# Find the general formula

1. Apr 22, 2006

### kezman

Hi I have many problems trying to find the general formula and the demonstration by induction.
Let
$$A_1 = 3$$
$$A_2 = 7$$
$$A_3 = 13$$
A_n+3 = 3A_n+2 - 3A_n+1 + A_n
I could only find this.
A_n+1 = A_n + 2n

Last edited: Apr 22, 2006
2. Apr 22, 2006

### Hurkyl

Staff Emeritus
What sort of class are you in?

How did you arrive at this? It can't be right, though: it doesn't work for n=1 or n=2.

Oh, I bet you meant $A_n = A_{n-1} + 2n$, or $A_{n+1} = A_n + 2(n+1)$. (Incidentally, you could try proving this formula by induction, to make sure you're on the right track)

One trick that's often useful is to not do arithmetic.

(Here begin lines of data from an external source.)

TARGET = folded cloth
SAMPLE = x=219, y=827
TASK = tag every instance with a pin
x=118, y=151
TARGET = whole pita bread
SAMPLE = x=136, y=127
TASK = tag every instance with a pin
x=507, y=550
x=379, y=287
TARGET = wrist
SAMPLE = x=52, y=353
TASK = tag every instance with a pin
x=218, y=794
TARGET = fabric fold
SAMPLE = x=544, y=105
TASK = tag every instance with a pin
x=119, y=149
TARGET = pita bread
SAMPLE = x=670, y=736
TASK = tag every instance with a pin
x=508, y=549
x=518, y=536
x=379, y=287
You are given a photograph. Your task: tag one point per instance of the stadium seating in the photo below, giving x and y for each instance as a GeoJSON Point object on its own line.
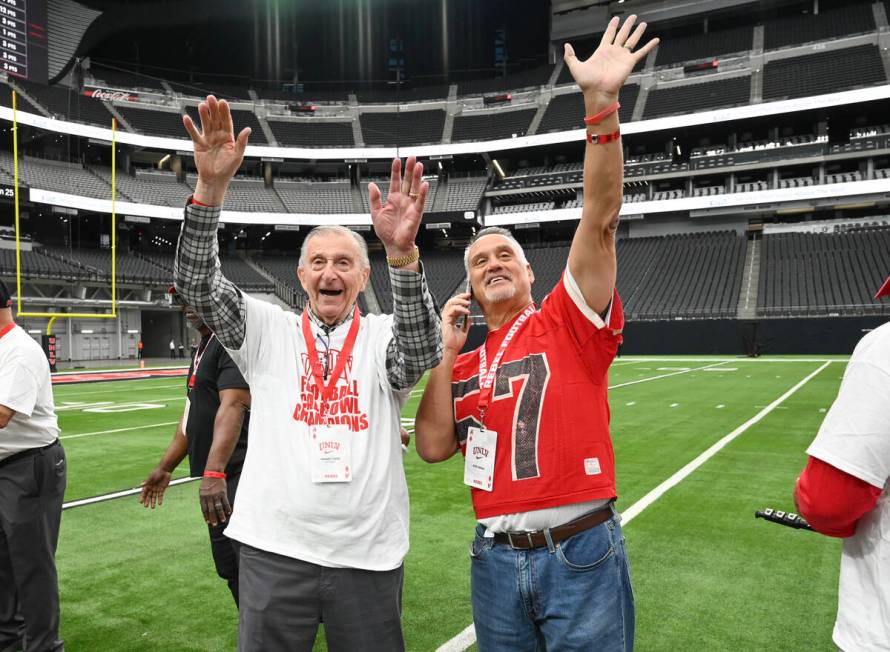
{"type": "Point", "coordinates": [59, 176]}
{"type": "Point", "coordinates": [21, 102]}
{"type": "Point", "coordinates": [444, 273]}
{"type": "Point", "coordinates": [827, 24]}
{"type": "Point", "coordinates": [253, 196]}
{"type": "Point", "coordinates": [223, 91]}
{"type": "Point", "coordinates": [241, 119]}
{"type": "Point", "coordinates": [692, 275]}
{"type": "Point", "coordinates": [406, 93]}
{"type": "Point", "coordinates": [822, 273]}
{"type": "Point", "coordinates": [312, 133]}
{"type": "Point", "coordinates": [148, 186]}
{"type": "Point", "coordinates": [124, 79]}
{"type": "Point", "coordinates": [704, 46]}
{"type": "Point", "coordinates": [316, 197]}
{"type": "Point", "coordinates": [403, 127]}
{"type": "Point", "coordinates": [488, 126]}
{"type": "Point", "coordinates": [463, 194]}
{"type": "Point", "coordinates": [154, 123]}
{"type": "Point", "coordinates": [37, 265]}
{"type": "Point", "coordinates": [523, 208]}
{"type": "Point", "coordinates": [566, 112]}
{"type": "Point", "coordinates": [383, 184]}
{"type": "Point", "coordinates": [704, 95]}
{"type": "Point", "coordinates": [244, 276]}
{"type": "Point", "coordinates": [68, 103]}
{"type": "Point", "coordinates": [130, 268]}
{"type": "Point", "coordinates": [823, 72]}
{"type": "Point", "coordinates": [497, 84]}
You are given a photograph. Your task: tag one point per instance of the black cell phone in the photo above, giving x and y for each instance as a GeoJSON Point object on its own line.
{"type": "Point", "coordinates": [462, 320]}
{"type": "Point", "coordinates": [789, 519]}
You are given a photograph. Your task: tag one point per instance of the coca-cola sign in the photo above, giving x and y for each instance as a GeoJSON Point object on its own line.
{"type": "Point", "coordinates": [109, 95]}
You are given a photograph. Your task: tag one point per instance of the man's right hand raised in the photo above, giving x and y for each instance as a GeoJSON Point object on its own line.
{"type": "Point", "coordinates": [218, 154]}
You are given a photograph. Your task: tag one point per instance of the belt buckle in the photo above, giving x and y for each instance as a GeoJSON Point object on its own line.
{"type": "Point", "coordinates": [528, 536]}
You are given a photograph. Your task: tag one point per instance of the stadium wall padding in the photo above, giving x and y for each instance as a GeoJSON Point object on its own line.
{"type": "Point", "coordinates": [799, 335]}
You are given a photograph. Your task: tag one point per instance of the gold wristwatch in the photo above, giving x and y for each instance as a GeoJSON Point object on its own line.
{"type": "Point", "coordinates": [402, 261]}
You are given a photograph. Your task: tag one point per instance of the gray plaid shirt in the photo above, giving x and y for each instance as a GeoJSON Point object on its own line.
{"type": "Point", "coordinates": [416, 345]}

If $A_n = A_{n-1} + 2n$, then write $A_2 = 3 + 2\cdot2$ instead of $A_2 = 7$.

3. Apr 22, 2006

### kezman

sorry im in my way of learning Latex.
I mean:
$A_n = A_{n-1} + 2n$
And the formula given in the problem is:
$A_{n+3} = 3A_{n+2} - 3A_{n+1} + A_n$
With the three A1 A2 A3 defined.
Ive been trying but I couldnt find the general formula.

Last edited: Apr 22, 2006
4. Apr 22, 2006

### VietDao29

So far so good.
Now, you can follow Hurkyl's suggestion:
A1 = 3
A2 = A1 + 2 . 2 = 3 + 2 . 2
A3 = A2 + 2 . 3 = 3 + 2 . 2 + 2 . 3
A4 = 3 + 2 . 2 + 2 . 3 + 2 . 4
A5 = 3 + 2 . 2 + 2 . 3 + 2 . 4 + 2 . 5
A6 = 3 + 2 . 2 + 2 . 3 + 2 . 4 + 2 . 5 + 2 . 6
...
An = 3 + 2 . 2 + 2 . 3 + 2 . 4 + 2 . 5 + 2 . 6 + 2 . 7 + ... + 2 . n
Now, do you see anything that can be factored out?
Can you go from here? :)

5. Apr 22, 2006

### kezman

For
$A_n = 3 + \sum\limits_{i = 2}^n 2i$
then
$A_1 = 3$
Is this correct?

Last edited: Apr 23, 2006
6. Apr 22, 2006

### Hurkyl

Staff Emeritus
If you can prove it by induction, it's correct.

7. Apr 23, 2006

### kezman

Induction:
1)
$A_1 = 3 + \sum\limits_{i = 2}^1 2i = 3$
(Is this OK?)
2) I had this result :$A_{n+1} = A_n + 2(n+1)$

With $A_n = 3 + \sum\limits_{i = 2}^n 2i$ =>
$A_{n+1} = 3 + \sum\limits_{i = 2}^{n+1} 2i$ (the upper index of the summatory in this case is (n+1))
=> $A_{n+1} = 3 + \sum\limits_{i = 2}^n 2i + 2(n+1)$
=> $A_{n+1} = A_n + 2(n+1)$

Is this correct?

Last edited: Apr 23, 2006
8. Apr 23, 2006

### Hurkyl

Staff Emeritus
Well, you've done it backwards!

$$A_{n+1} = A_n + 2(n+1)$$

is the statement you know to be true, whereas

$$A_{n+1} = 3 + \sum\limits_{i = 2}^{n+1} 2i$$

is the statement you were trying to prove.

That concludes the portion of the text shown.